Traditionally you would kick off an initiative with a business case (often 30-40 pages long) to prove key drivers and benefits of proceeding with that particular initiative. It can take months collating the information and finally getting a decision. Whereas in the Agile world, it often sounds like things are just being done! Is that really the case? Are organisations acting simply on the basis of FOMO?

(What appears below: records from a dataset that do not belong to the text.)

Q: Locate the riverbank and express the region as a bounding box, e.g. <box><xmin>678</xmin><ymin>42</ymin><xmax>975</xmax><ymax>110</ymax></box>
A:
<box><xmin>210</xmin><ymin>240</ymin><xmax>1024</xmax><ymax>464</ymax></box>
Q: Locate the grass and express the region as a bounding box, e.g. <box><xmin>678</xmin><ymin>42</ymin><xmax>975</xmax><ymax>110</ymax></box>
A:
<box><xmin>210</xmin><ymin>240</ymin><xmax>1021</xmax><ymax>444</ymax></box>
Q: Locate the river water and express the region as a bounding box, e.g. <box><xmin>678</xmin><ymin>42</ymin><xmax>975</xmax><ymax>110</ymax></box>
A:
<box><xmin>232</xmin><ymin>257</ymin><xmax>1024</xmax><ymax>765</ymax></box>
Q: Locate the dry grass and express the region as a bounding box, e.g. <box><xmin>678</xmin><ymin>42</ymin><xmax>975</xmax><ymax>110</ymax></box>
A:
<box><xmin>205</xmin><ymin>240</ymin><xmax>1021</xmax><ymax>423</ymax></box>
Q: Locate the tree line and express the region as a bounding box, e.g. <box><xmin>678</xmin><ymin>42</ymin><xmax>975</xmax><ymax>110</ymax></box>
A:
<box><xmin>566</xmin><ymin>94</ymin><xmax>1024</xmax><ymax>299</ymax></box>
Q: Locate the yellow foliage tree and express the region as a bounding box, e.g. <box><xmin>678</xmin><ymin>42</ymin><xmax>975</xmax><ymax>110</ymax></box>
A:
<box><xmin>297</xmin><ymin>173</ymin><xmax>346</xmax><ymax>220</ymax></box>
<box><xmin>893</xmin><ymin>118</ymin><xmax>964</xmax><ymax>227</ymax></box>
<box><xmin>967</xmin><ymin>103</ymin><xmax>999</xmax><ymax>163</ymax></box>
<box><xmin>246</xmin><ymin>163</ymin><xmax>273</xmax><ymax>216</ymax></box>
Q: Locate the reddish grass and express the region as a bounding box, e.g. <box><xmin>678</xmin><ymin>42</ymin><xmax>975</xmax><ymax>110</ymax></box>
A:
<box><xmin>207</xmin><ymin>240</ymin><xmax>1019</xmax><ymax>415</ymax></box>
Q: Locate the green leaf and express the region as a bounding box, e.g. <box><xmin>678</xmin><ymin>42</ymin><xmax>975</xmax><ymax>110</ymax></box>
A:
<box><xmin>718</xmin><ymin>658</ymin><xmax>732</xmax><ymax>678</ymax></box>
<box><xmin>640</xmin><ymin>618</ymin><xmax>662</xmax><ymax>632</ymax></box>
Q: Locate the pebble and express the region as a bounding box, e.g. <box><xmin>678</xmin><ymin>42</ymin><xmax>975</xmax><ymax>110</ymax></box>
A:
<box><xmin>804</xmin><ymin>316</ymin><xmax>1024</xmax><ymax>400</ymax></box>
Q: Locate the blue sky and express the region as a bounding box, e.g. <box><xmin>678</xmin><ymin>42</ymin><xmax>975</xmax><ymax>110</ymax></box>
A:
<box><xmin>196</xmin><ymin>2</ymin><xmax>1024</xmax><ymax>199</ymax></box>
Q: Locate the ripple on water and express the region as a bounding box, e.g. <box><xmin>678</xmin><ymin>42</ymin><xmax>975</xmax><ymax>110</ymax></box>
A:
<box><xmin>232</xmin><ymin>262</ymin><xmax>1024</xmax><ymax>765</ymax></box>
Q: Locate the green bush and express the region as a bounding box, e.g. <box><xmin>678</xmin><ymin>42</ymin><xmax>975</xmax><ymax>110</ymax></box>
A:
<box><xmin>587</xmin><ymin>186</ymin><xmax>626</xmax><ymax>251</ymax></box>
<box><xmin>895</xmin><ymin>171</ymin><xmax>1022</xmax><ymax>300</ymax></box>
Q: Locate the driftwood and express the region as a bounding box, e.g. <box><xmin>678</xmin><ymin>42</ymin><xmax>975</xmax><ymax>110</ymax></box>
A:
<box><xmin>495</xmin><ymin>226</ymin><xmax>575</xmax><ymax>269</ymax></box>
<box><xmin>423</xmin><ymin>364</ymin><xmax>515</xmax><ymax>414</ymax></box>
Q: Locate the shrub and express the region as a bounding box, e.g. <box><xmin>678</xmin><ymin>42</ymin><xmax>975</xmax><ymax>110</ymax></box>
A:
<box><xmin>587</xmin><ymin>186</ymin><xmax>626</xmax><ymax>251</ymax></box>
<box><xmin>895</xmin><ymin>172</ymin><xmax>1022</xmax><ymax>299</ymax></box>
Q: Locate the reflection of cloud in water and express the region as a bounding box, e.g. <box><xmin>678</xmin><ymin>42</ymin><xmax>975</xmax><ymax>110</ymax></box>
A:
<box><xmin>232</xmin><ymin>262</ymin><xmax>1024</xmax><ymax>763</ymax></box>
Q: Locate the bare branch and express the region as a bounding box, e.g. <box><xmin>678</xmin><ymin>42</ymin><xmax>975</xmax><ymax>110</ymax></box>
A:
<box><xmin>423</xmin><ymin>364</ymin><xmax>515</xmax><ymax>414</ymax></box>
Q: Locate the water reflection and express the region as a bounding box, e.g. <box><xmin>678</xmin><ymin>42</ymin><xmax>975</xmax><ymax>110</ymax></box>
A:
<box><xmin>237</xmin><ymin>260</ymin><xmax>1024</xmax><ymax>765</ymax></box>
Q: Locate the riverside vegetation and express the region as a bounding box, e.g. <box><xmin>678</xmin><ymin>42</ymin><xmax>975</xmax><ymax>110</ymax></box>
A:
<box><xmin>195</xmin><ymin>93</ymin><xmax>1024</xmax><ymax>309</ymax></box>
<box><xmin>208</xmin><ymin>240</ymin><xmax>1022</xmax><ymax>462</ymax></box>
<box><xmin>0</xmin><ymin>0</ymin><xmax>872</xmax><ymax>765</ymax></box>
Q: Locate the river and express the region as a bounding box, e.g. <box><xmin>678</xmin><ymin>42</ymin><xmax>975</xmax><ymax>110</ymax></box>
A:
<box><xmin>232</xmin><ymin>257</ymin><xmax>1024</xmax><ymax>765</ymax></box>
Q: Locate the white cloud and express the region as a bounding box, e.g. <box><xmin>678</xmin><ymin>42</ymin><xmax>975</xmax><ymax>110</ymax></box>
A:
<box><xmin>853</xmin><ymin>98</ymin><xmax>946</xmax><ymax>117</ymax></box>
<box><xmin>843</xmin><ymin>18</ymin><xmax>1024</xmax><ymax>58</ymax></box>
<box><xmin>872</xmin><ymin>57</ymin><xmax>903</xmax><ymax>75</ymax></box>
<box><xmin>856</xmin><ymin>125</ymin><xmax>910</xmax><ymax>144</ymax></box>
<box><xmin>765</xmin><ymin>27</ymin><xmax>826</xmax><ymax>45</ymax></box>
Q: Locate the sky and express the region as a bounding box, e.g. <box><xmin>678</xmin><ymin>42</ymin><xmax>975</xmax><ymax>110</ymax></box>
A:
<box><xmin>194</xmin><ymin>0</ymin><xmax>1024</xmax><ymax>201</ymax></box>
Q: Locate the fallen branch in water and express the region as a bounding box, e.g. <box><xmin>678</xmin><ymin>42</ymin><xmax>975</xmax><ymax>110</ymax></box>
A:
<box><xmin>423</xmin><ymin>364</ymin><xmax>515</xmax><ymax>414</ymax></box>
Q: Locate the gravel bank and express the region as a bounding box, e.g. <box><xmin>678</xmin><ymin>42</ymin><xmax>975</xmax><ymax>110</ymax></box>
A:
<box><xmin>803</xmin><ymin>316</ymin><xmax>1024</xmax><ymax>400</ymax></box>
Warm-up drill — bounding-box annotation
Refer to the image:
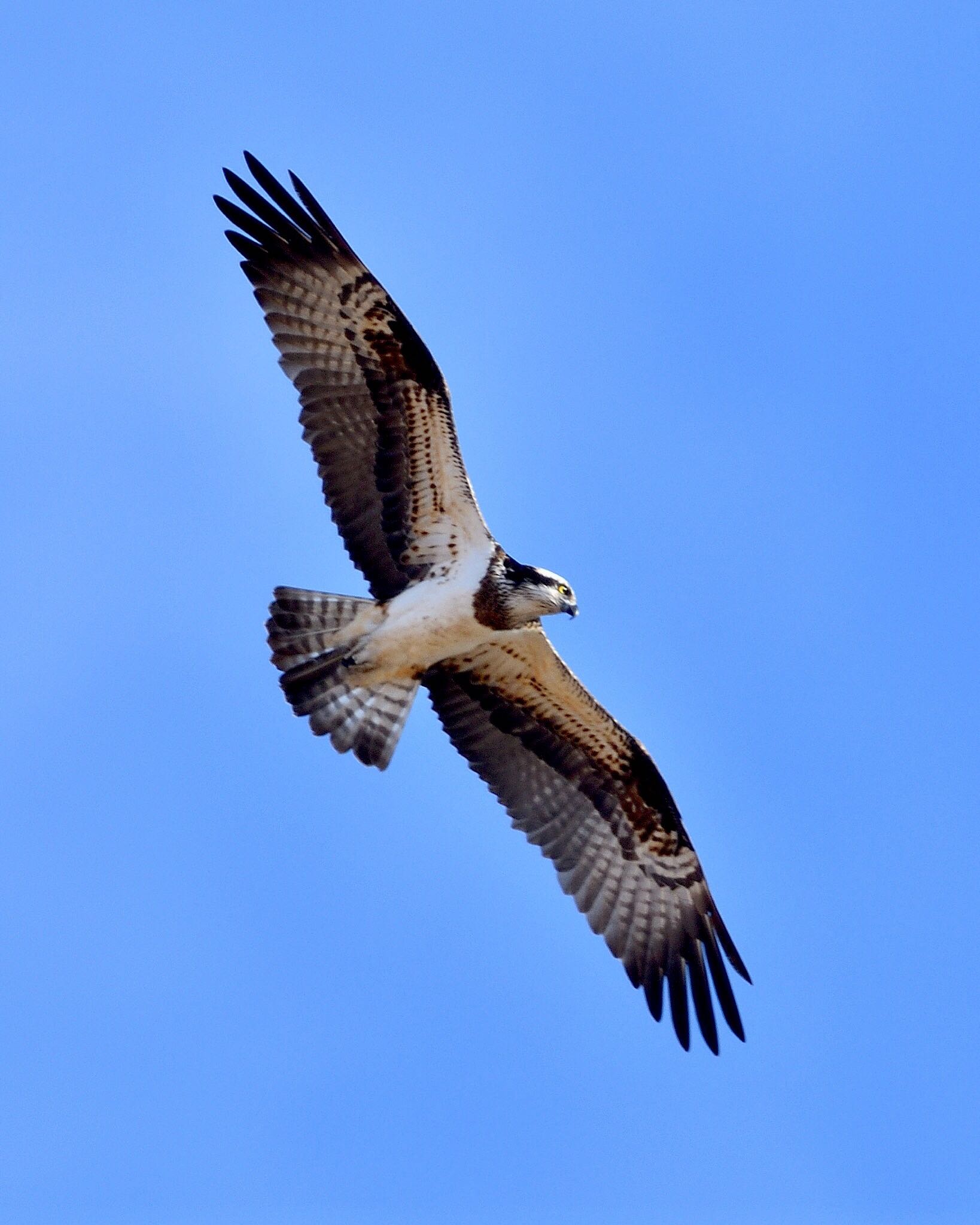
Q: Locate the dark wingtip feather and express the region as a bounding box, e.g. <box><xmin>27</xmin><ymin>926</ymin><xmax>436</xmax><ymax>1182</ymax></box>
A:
<box><xmin>704</xmin><ymin>933</ymin><xmax>745</xmax><ymax>1043</ymax></box>
<box><xmin>224</xmin><ymin>230</ymin><xmax>266</xmax><ymax>261</ymax></box>
<box><xmin>712</xmin><ymin>910</ymin><xmax>752</xmax><ymax>982</ymax></box>
<box><xmin>668</xmin><ymin>956</ymin><xmax>691</xmax><ymax>1051</ymax></box>
<box><xmin>643</xmin><ymin>969</ymin><xmax>664</xmax><ymax>1020</ymax></box>
<box><xmin>687</xmin><ymin>941</ymin><xmax>718</xmax><ymax>1055</ymax></box>
<box><xmin>289</xmin><ymin>170</ymin><xmax>357</xmax><ymax>258</ymax></box>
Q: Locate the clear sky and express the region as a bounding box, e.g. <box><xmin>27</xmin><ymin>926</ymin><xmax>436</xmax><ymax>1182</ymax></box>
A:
<box><xmin>0</xmin><ymin>0</ymin><xmax>980</xmax><ymax>1225</ymax></box>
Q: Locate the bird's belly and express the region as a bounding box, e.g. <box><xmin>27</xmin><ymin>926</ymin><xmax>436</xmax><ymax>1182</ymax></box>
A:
<box><xmin>358</xmin><ymin>571</ymin><xmax>494</xmax><ymax>680</ymax></box>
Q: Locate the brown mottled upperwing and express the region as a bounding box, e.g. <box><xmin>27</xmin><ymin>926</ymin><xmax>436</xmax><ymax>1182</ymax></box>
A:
<box><xmin>214</xmin><ymin>153</ymin><xmax>490</xmax><ymax>599</ymax></box>
<box><xmin>424</xmin><ymin>624</ymin><xmax>748</xmax><ymax>1053</ymax></box>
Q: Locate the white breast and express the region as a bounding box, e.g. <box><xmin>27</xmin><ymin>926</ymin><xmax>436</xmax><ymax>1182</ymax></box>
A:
<box><xmin>358</xmin><ymin>544</ymin><xmax>494</xmax><ymax>680</ymax></box>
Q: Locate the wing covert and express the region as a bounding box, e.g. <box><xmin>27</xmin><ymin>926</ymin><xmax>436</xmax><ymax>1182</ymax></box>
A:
<box><xmin>214</xmin><ymin>153</ymin><xmax>490</xmax><ymax>599</ymax></box>
<box><xmin>424</xmin><ymin>626</ymin><xmax>751</xmax><ymax>1053</ymax></box>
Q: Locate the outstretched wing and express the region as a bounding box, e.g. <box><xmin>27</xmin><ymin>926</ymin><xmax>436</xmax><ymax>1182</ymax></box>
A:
<box><xmin>424</xmin><ymin>626</ymin><xmax>751</xmax><ymax>1055</ymax></box>
<box><xmin>214</xmin><ymin>153</ymin><xmax>491</xmax><ymax>599</ymax></box>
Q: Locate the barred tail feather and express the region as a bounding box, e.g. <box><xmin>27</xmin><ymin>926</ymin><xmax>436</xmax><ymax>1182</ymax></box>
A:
<box><xmin>266</xmin><ymin>587</ymin><xmax>419</xmax><ymax>769</ymax></box>
<box><xmin>266</xmin><ymin>587</ymin><xmax>373</xmax><ymax>669</ymax></box>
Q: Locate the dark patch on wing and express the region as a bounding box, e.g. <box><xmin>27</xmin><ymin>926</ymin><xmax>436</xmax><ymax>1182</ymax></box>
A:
<box><xmin>214</xmin><ymin>153</ymin><xmax>489</xmax><ymax>599</ymax></box>
<box><xmin>422</xmin><ymin>665</ymin><xmax>751</xmax><ymax>1053</ymax></box>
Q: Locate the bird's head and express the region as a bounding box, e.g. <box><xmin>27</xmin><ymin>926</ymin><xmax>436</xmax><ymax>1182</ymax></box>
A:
<box><xmin>502</xmin><ymin>557</ymin><xmax>578</xmax><ymax>623</ymax></box>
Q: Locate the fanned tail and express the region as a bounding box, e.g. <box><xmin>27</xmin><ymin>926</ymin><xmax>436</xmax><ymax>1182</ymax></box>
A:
<box><xmin>266</xmin><ymin>587</ymin><xmax>419</xmax><ymax>769</ymax></box>
<box><xmin>266</xmin><ymin>587</ymin><xmax>373</xmax><ymax>669</ymax></box>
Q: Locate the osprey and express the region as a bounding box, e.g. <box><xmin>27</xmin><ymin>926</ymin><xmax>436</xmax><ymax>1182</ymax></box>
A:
<box><xmin>214</xmin><ymin>153</ymin><xmax>751</xmax><ymax>1053</ymax></box>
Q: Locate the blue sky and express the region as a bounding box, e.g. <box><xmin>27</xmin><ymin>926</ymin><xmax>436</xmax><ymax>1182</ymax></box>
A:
<box><xmin>0</xmin><ymin>0</ymin><xmax>980</xmax><ymax>1225</ymax></box>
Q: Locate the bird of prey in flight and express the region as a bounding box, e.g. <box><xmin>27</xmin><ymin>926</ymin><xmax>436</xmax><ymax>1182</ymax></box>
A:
<box><xmin>214</xmin><ymin>153</ymin><xmax>751</xmax><ymax>1053</ymax></box>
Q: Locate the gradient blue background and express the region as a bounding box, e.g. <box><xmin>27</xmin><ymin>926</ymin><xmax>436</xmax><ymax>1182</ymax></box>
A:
<box><xmin>0</xmin><ymin>0</ymin><xmax>980</xmax><ymax>1225</ymax></box>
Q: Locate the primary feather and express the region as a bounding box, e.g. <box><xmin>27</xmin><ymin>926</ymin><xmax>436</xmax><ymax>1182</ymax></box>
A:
<box><xmin>215</xmin><ymin>153</ymin><xmax>748</xmax><ymax>1053</ymax></box>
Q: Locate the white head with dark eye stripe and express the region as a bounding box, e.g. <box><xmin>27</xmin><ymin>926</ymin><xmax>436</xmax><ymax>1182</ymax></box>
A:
<box><xmin>500</xmin><ymin>557</ymin><xmax>578</xmax><ymax>624</ymax></box>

When deciding to go Agile, you should really think about the cultural requirements before you can progress. Here are a few of the ones we think should be considered:

  • Top-down commitment and bottom-up understanding;
  • Clear communication of overall objectives, setting expectations and sparking an appetite for change;
  • PMO & executive level need specific training to understand the change in approach and what will be required of them; (can we please stop forgetting about this one!)
  • Broader teams need a more general knowledge of Agile fundamentals and, in addition to upfront training investment, this also needs ongoing commitment of resources;
  • A clear roll-out approach and the change strategy needs to be well planned and integrated with other transformation initiatives, to avoid confusion and maintain levels of staff engagement and to minimise change fatigue.

Lastly, organisations need to remember to be situationally aware. Pay attention to the current culture and use the experience of the people to help guide the development of good behaviours. So much time is wasted on debating definitions of Agile and how it should be applied. What is not being considered is the fact that Agile, like any other framework, method or approach, should be applied in doses as required for the situation an organisation is in. This means what works for your competitors, does not mean it will work for you!

The typical challenges for attaining organisational objective

If you are seriously considering Agile, or are in the midst of an Agile transformation, here are some of the common challenges (by no means exclusive) that we have been seeing:

  • Lack of understanding between the executive’s vision and the requirements of staff to deliver it
  • Lack of experience with basic agile methods
  • Culture or company philosophy at odds with core agile values
  • General organisation resistance to change
  • Not enough/effective collaboration
  • Strong silo mentality, us vs. them
  • Not enough training
  • Lack of organisational maturity
  • Inconsistency, gaps and ineffective delivery with traditional methods
  • Quality issues where agile and non-agile worlds collide or interface

Before you jump on the Agile bandwagon for fear of missing out, perhaps stop and look at the risks if this is not successful, take your time to approach it incrementally, testing and learnings every step of the way. Do this as an organisation.

Oh, and remember, Agile is not a destination; it’s a journey!